Ateneo de Manila University Prof Emma Porio calls for climate action rooted in care at 2026 CSR Convention
05 Feb 2026
Climate change is already reshaping everyday life in the Philippines, hitting poor and vulnerable communities the hardest. This was the key message of Ateneo de Manila University Professor Emeritus Emma Porio, PhD, Professor Emeritus of Sociology at the Dr Rosita G Leong School of Social Sciences (RGLSOSS) during her presentation at the 2026 CSR Convention in Cebu.
Speaking on “Crafting Climate and Disaster Resilience in the Philippines,” Prof Porio stressed that climate change is not just an environmental issue, but a social and governance crisis. Floods, typhoons, and other extreme events deepen poverty, disrupt education and health systems, and widen inequality—losses that are often borne by informal households and go uncounted in official data.
Citing the IPCC 2022 Report, she explained how climate risks are intensified by existing inequalities and further compounded by crises such as the COVID-19 pandemic. In the Philippines, cities can lose up to 30 percent of GDP from major flooding, while underinvestment in nutrition, education, and adaptive capacity leaves communities exposed to repeated disasters.

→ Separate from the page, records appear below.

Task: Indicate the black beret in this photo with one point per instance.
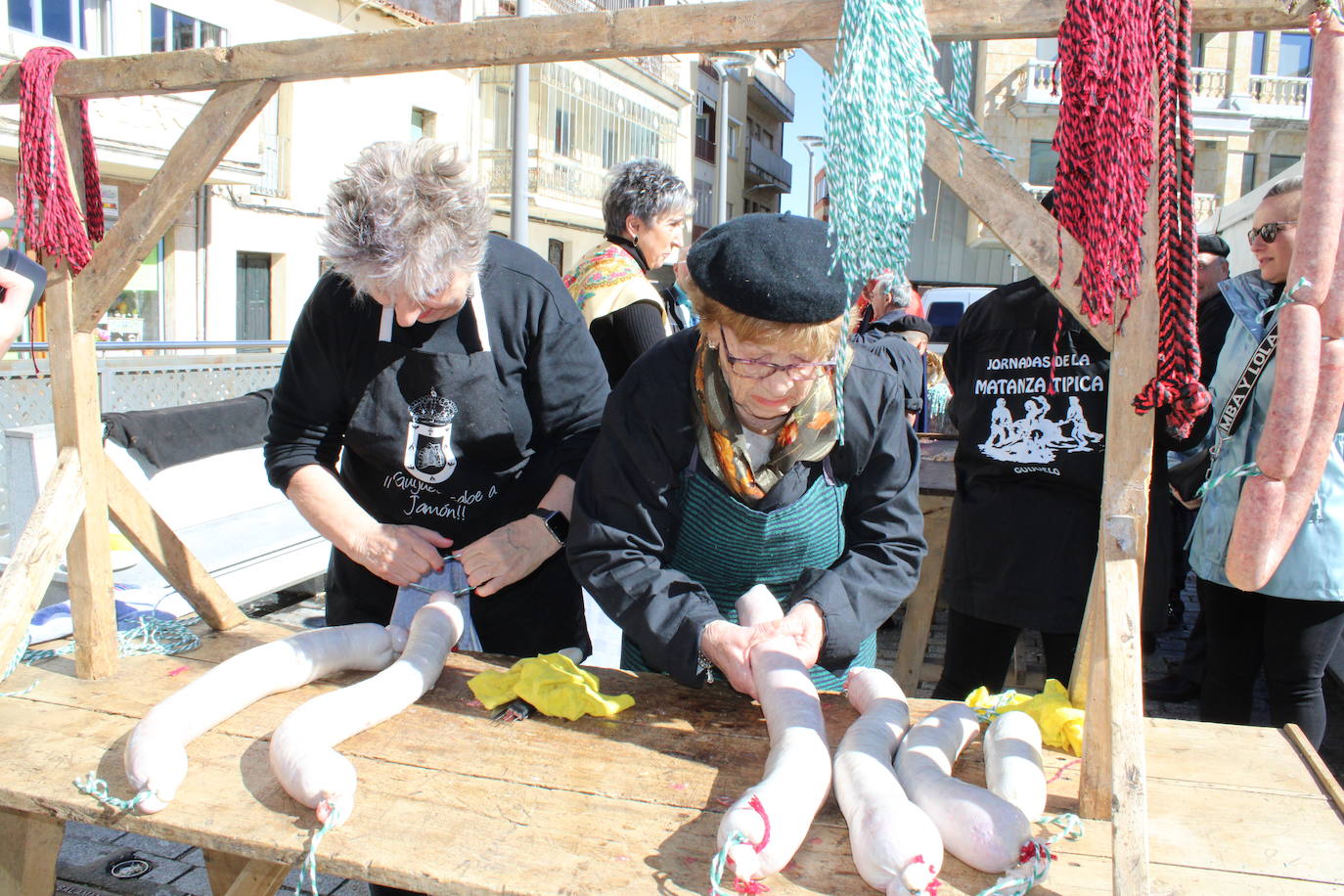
(773, 267)
(912, 323)
(1214, 245)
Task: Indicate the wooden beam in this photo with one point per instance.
(28, 861)
(1016, 218)
(202, 146)
(1124, 683)
(167, 554)
(746, 24)
(74, 400)
(241, 876)
(1319, 769)
(39, 551)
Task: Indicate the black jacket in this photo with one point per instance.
(1024, 521)
(624, 527)
(905, 359)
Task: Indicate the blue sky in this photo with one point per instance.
(809, 118)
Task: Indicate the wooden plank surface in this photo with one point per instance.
(200, 148)
(28, 857)
(39, 551)
(450, 802)
(165, 553)
(747, 24)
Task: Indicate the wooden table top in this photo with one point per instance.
(453, 803)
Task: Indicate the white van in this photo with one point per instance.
(944, 306)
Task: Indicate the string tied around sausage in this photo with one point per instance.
(721, 859)
(1289, 297)
(97, 787)
(308, 870)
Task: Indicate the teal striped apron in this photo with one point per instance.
(729, 547)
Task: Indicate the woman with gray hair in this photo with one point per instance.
(646, 208)
(453, 381)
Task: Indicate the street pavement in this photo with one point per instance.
(96, 861)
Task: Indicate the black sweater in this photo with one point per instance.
(553, 377)
(624, 528)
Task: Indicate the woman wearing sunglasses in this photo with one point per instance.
(1293, 623)
(721, 467)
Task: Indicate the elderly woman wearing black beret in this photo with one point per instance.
(721, 465)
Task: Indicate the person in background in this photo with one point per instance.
(1214, 316)
(449, 374)
(22, 281)
(884, 328)
(1292, 625)
(1028, 400)
(644, 209)
(719, 468)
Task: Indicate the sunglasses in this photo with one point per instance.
(1269, 233)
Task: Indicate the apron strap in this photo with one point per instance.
(482, 335)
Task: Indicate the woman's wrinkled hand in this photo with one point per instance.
(800, 633)
(728, 647)
(399, 554)
(507, 555)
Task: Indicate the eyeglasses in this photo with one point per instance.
(1269, 233)
(754, 370)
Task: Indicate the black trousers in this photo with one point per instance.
(1292, 640)
(978, 653)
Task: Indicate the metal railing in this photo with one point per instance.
(1285, 93)
(769, 165)
(274, 156)
(1206, 204)
(1210, 83)
(164, 345)
(775, 87)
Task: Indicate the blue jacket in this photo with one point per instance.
(1314, 567)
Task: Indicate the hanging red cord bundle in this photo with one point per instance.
(49, 215)
(1103, 140)
(1176, 384)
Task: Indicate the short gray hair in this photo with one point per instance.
(646, 188)
(405, 219)
(1286, 186)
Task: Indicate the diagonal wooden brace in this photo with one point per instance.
(39, 551)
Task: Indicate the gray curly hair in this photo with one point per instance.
(405, 219)
(646, 188)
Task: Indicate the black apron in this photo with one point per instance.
(430, 443)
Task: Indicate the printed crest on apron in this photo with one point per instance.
(428, 450)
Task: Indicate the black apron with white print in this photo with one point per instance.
(430, 443)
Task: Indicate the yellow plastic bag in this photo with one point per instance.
(553, 684)
(1060, 723)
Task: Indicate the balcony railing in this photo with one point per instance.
(546, 176)
(768, 165)
(775, 90)
(1206, 204)
(1289, 97)
(1208, 85)
(274, 158)
(1038, 82)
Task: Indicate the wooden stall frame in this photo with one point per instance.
(245, 76)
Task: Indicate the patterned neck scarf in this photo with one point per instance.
(808, 431)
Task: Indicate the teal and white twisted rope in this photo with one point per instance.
(876, 136)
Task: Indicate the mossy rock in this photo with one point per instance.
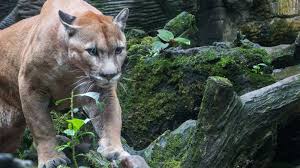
(162, 92)
(168, 150)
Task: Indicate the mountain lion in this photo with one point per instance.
(69, 46)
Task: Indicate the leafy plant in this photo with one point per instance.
(259, 68)
(165, 39)
(75, 124)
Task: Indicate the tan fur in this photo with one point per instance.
(40, 62)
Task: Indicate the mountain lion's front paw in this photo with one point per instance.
(134, 161)
(54, 162)
(111, 153)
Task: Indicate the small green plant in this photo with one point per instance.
(259, 68)
(166, 39)
(73, 130)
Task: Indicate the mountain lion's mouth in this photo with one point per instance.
(104, 82)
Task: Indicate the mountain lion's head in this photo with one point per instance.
(96, 44)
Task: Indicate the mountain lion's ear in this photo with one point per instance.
(67, 20)
(121, 18)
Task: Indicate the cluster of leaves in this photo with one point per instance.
(75, 125)
(167, 39)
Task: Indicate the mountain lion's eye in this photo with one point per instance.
(92, 51)
(119, 50)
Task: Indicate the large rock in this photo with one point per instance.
(263, 21)
(163, 91)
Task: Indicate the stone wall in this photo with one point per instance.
(267, 22)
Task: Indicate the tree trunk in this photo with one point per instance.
(240, 132)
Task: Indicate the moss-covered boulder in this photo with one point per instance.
(170, 148)
(161, 92)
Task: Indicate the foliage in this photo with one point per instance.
(167, 90)
(75, 124)
(165, 39)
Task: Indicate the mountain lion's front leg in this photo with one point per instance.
(35, 108)
(108, 125)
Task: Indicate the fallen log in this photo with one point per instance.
(240, 132)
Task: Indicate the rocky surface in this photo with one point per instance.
(163, 91)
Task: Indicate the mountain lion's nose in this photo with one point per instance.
(108, 76)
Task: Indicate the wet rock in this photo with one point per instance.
(164, 91)
(8, 161)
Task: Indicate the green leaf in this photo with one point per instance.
(182, 41)
(87, 120)
(87, 133)
(58, 102)
(262, 65)
(157, 46)
(75, 110)
(62, 147)
(165, 35)
(96, 97)
(76, 123)
(69, 132)
(100, 106)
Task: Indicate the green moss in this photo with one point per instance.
(169, 150)
(165, 91)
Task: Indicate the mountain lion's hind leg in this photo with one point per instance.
(37, 113)
(12, 126)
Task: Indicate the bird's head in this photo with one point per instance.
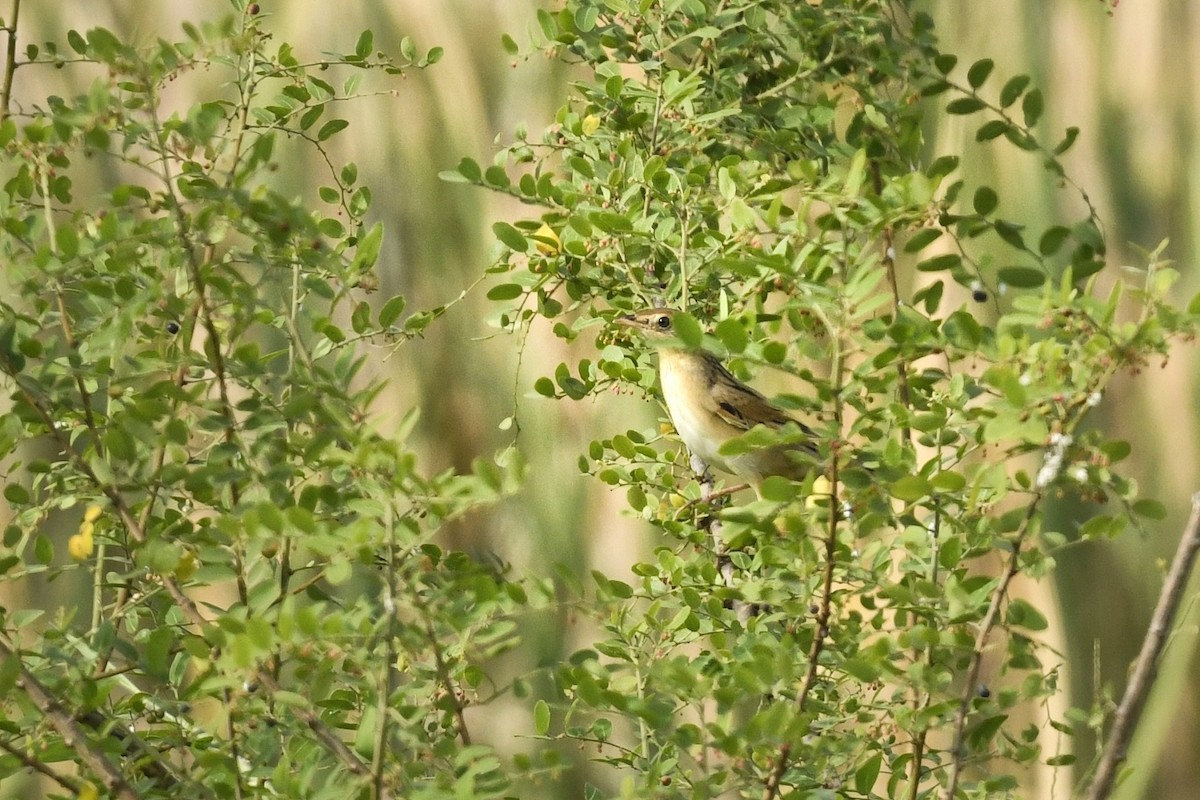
(652, 323)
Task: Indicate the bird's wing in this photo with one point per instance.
(741, 405)
(744, 408)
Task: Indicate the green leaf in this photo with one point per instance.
(365, 44)
(1013, 89)
(510, 236)
(505, 292)
(541, 717)
(330, 128)
(948, 481)
(1068, 139)
(945, 62)
(367, 251)
(778, 489)
(688, 330)
(991, 130)
(391, 311)
(1023, 614)
(1150, 509)
(965, 106)
(979, 71)
(922, 239)
(868, 774)
(985, 200)
(1032, 107)
(16, 494)
(940, 263)
(1021, 277)
(911, 488)
(732, 335)
(1053, 239)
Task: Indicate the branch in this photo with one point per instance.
(73, 735)
(819, 639)
(826, 612)
(1146, 667)
(985, 626)
(10, 66)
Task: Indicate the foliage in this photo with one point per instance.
(270, 611)
(761, 164)
(183, 350)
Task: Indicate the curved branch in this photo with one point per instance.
(1146, 667)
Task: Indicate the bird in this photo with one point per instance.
(709, 407)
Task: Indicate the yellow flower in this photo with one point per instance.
(81, 545)
(546, 241)
(820, 495)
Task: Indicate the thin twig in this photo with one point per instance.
(71, 785)
(10, 66)
(985, 626)
(73, 735)
(825, 613)
(1146, 667)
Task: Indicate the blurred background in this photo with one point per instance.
(1128, 74)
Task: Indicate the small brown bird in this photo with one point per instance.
(709, 407)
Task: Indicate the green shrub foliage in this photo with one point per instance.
(763, 166)
(183, 350)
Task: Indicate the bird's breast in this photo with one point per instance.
(685, 389)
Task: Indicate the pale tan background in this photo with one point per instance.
(1129, 79)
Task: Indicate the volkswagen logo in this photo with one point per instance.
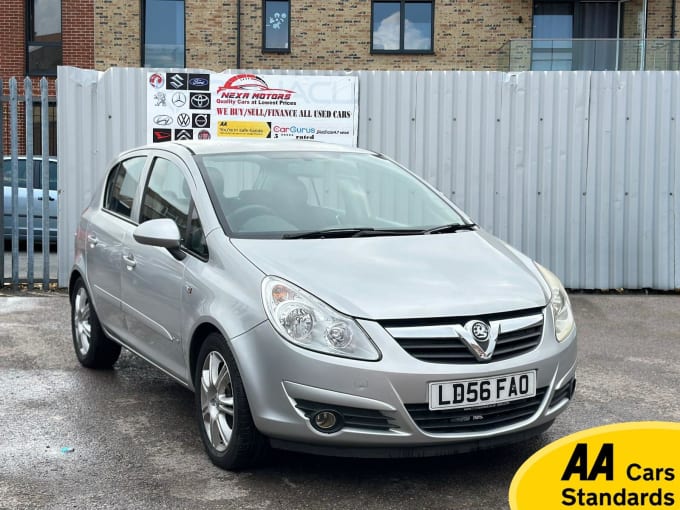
(198, 82)
(480, 331)
(200, 101)
(201, 120)
(162, 120)
(183, 119)
(179, 99)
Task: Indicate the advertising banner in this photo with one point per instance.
(202, 106)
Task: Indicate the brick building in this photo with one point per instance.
(38, 35)
(35, 37)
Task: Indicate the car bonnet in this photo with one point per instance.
(443, 275)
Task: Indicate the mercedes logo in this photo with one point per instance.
(183, 120)
(480, 331)
(179, 99)
(200, 100)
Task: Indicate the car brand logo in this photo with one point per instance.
(156, 80)
(201, 120)
(476, 332)
(162, 120)
(159, 99)
(480, 331)
(177, 81)
(183, 119)
(184, 134)
(162, 135)
(179, 99)
(199, 81)
(200, 101)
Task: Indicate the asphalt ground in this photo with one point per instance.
(136, 445)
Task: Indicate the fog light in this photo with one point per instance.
(327, 421)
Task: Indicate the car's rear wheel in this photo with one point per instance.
(93, 348)
(226, 425)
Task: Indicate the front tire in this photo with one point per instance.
(93, 348)
(226, 425)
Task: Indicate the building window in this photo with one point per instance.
(163, 33)
(402, 27)
(43, 37)
(276, 26)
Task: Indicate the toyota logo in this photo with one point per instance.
(198, 82)
(162, 120)
(480, 331)
(179, 99)
(200, 100)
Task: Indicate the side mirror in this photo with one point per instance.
(162, 233)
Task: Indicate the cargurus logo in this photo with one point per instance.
(294, 130)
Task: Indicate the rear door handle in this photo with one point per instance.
(129, 261)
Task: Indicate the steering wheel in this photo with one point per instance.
(242, 214)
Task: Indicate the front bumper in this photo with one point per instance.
(386, 401)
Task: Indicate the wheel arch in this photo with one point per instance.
(200, 334)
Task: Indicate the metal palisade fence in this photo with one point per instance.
(26, 181)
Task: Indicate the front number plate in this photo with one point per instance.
(482, 392)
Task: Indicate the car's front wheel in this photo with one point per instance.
(229, 435)
(93, 348)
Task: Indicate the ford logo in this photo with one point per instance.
(200, 101)
(198, 82)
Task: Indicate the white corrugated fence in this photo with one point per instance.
(575, 169)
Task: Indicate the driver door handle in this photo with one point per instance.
(129, 261)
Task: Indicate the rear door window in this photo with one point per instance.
(122, 184)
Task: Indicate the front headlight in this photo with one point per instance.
(559, 302)
(308, 322)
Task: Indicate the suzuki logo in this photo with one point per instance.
(179, 99)
(162, 120)
(200, 100)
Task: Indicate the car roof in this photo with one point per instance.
(256, 145)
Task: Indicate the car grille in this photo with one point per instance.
(354, 417)
(451, 349)
(477, 419)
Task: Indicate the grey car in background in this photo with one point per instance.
(318, 298)
(22, 199)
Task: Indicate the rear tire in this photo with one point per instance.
(226, 425)
(93, 348)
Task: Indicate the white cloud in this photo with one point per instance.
(386, 37)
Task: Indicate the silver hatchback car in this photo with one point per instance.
(318, 298)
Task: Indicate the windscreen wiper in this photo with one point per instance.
(326, 233)
(330, 233)
(448, 229)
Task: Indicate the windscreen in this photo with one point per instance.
(276, 194)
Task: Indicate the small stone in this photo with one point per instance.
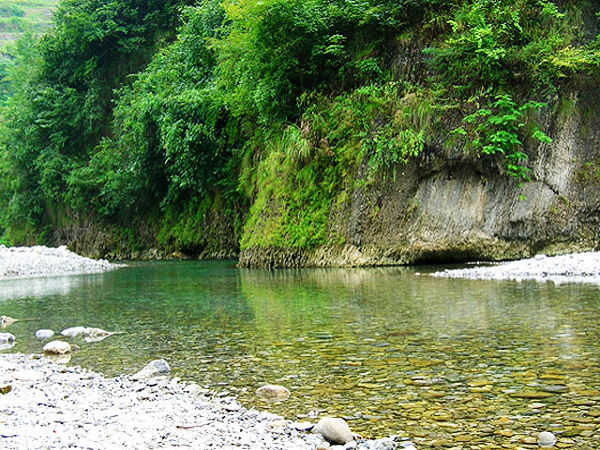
(334, 430)
(272, 392)
(6, 321)
(156, 368)
(57, 348)
(44, 334)
(7, 338)
(383, 444)
(546, 439)
(303, 426)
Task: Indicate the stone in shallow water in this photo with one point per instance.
(6, 321)
(7, 338)
(44, 334)
(57, 348)
(334, 430)
(272, 392)
(546, 439)
(156, 368)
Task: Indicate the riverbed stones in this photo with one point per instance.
(273, 392)
(334, 429)
(156, 368)
(57, 348)
(89, 334)
(546, 439)
(44, 334)
(46, 261)
(7, 338)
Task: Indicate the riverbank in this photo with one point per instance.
(41, 261)
(575, 267)
(48, 405)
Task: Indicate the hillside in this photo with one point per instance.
(18, 16)
(315, 132)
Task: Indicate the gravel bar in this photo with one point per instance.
(48, 405)
(55, 406)
(576, 267)
(41, 261)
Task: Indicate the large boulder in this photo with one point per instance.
(57, 348)
(7, 338)
(334, 430)
(156, 368)
(272, 392)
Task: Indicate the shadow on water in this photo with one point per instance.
(445, 361)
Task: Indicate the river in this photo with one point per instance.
(442, 361)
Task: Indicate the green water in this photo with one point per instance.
(445, 362)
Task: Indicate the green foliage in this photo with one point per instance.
(64, 83)
(507, 43)
(11, 11)
(120, 115)
(498, 131)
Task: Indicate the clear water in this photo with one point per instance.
(446, 362)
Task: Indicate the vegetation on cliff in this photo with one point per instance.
(250, 124)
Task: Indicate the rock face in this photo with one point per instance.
(57, 348)
(448, 205)
(334, 430)
(156, 368)
(272, 392)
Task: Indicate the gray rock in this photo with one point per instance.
(6, 321)
(334, 430)
(7, 338)
(44, 334)
(57, 348)
(272, 392)
(546, 439)
(382, 444)
(156, 368)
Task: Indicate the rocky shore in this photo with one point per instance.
(575, 267)
(39, 261)
(49, 405)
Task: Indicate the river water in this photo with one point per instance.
(472, 364)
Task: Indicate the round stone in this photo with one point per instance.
(546, 439)
(57, 348)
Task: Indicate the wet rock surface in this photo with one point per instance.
(39, 261)
(47, 405)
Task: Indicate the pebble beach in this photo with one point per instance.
(40, 261)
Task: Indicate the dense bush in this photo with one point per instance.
(272, 103)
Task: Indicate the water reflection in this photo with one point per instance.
(41, 287)
(449, 362)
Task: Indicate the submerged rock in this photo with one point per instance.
(57, 348)
(273, 392)
(7, 338)
(6, 321)
(89, 334)
(7, 341)
(334, 430)
(546, 439)
(156, 368)
(44, 334)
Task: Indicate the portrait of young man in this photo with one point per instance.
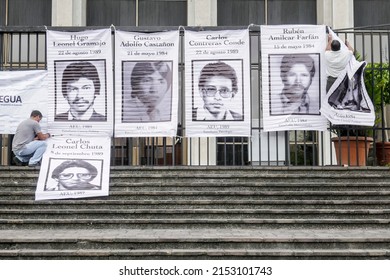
(80, 91)
(147, 91)
(294, 84)
(217, 91)
(74, 174)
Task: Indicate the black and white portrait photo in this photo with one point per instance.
(80, 90)
(147, 91)
(294, 84)
(217, 90)
(74, 175)
(349, 95)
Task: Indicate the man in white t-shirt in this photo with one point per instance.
(336, 59)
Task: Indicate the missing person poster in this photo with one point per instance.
(146, 83)
(74, 167)
(347, 101)
(293, 77)
(80, 82)
(22, 92)
(217, 82)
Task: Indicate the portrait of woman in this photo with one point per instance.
(147, 91)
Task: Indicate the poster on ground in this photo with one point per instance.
(74, 167)
(80, 82)
(146, 83)
(217, 83)
(293, 77)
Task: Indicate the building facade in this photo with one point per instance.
(154, 15)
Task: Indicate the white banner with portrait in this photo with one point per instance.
(74, 167)
(146, 83)
(293, 77)
(347, 101)
(217, 83)
(80, 82)
(21, 92)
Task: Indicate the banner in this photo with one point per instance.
(74, 167)
(21, 92)
(146, 84)
(217, 82)
(80, 82)
(293, 77)
(347, 102)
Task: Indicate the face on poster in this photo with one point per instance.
(147, 91)
(73, 175)
(80, 90)
(295, 87)
(217, 90)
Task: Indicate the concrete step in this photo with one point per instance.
(178, 223)
(92, 203)
(195, 244)
(183, 213)
(223, 194)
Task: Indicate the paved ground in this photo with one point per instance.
(188, 234)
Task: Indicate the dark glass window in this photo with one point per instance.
(162, 12)
(373, 12)
(124, 12)
(238, 13)
(28, 12)
(292, 12)
(245, 12)
(107, 12)
(2, 12)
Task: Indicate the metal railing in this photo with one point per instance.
(25, 48)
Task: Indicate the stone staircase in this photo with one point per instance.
(203, 213)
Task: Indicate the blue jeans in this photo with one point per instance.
(32, 152)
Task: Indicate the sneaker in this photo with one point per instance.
(18, 162)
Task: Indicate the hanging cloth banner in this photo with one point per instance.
(21, 92)
(74, 168)
(293, 77)
(347, 101)
(146, 83)
(217, 82)
(80, 82)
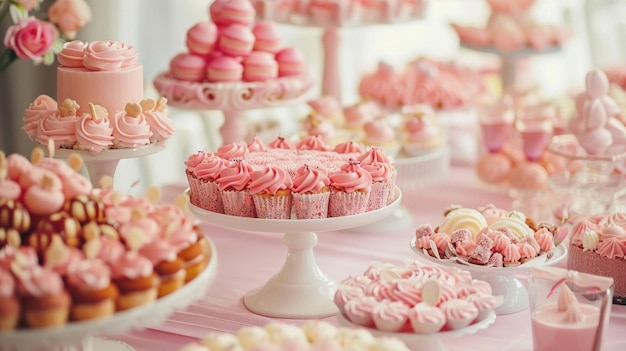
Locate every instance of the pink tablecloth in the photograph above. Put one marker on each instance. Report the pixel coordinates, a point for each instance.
(248, 260)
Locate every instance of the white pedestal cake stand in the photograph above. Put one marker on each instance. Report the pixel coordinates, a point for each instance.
(300, 289)
(77, 336)
(430, 342)
(505, 281)
(105, 163)
(232, 98)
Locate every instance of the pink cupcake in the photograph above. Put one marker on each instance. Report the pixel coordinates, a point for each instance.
(259, 66)
(271, 191)
(236, 40)
(349, 190)
(233, 183)
(224, 69)
(202, 38)
(310, 193)
(188, 67)
(290, 62)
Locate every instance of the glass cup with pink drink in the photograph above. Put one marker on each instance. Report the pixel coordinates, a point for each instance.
(496, 119)
(536, 126)
(569, 310)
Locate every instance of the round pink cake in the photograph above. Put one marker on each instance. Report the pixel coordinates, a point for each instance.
(598, 246)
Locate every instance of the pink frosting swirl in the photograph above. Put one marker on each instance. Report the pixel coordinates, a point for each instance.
(269, 180)
(58, 128)
(7, 284)
(42, 107)
(130, 131)
(131, 265)
(109, 56)
(94, 134)
(310, 180)
(39, 282)
(161, 125)
(72, 54)
(312, 142)
(236, 175)
(348, 147)
(210, 168)
(351, 178)
(232, 151)
(90, 275)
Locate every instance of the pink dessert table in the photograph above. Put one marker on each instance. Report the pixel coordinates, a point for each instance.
(246, 260)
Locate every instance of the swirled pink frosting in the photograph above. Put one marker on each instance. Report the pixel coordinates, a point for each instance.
(351, 178)
(94, 135)
(161, 126)
(232, 151)
(210, 168)
(130, 131)
(131, 265)
(310, 180)
(58, 128)
(236, 175)
(72, 54)
(109, 56)
(39, 109)
(39, 282)
(90, 275)
(7, 284)
(269, 180)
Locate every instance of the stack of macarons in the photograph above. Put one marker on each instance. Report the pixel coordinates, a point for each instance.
(232, 47)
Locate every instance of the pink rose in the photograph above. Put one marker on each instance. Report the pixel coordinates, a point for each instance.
(69, 16)
(28, 4)
(30, 38)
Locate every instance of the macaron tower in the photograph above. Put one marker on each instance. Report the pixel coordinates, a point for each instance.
(231, 47)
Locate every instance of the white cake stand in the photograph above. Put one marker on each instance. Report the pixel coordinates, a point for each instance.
(105, 162)
(414, 173)
(232, 98)
(300, 289)
(430, 342)
(504, 281)
(81, 335)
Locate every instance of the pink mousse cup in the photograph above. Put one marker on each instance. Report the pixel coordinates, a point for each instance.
(569, 310)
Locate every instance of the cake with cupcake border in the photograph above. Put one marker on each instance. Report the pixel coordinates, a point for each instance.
(306, 178)
(71, 252)
(310, 336)
(100, 103)
(597, 245)
(234, 61)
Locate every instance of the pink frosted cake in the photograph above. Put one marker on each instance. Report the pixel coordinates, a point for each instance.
(398, 298)
(310, 336)
(232, 61)
(307, 177)
(597, 246)
(99, 103)
(70, 252)
(488, 236)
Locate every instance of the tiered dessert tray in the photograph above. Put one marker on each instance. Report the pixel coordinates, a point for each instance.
(81, 335)
(300, 289)
(232, 98)
(510, 60)
(105, 163)
(427, 341)
(504, 281)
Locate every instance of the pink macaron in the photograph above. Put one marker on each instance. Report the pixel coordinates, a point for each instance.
(224, 69)
(259, 66)
(290, 62)
(189, 67)
(225, 13)
(267, 36)
(201, 38)
(236, 40)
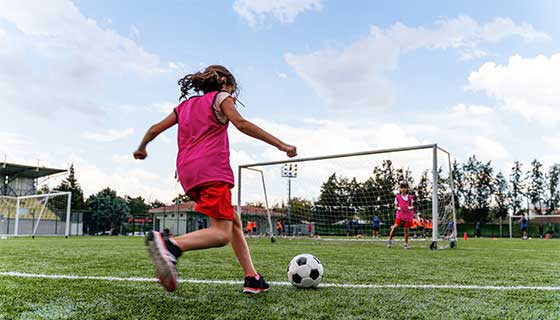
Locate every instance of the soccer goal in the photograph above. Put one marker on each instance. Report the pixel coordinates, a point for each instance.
(34, 215)
(349, 196)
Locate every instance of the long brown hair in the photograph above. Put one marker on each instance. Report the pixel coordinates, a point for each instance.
(213, 78)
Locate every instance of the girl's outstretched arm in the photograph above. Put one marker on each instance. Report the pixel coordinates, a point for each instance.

Prof Porio also warned of cascading disasters, where climate shocks combine with poor planning, environmental degradation, and weak governance. She emphasized the need to move beyond reactive disaster response toward anticipatory resilience, including early warning systems, resilient infrastructure, and social protection.
In closing, she called for climate action with care—an approach grounded in ethics, community participation, and shared responsibility. Building resilience, she said, means not only adapting faster, but caring better for people, systems, and the environment we depend on.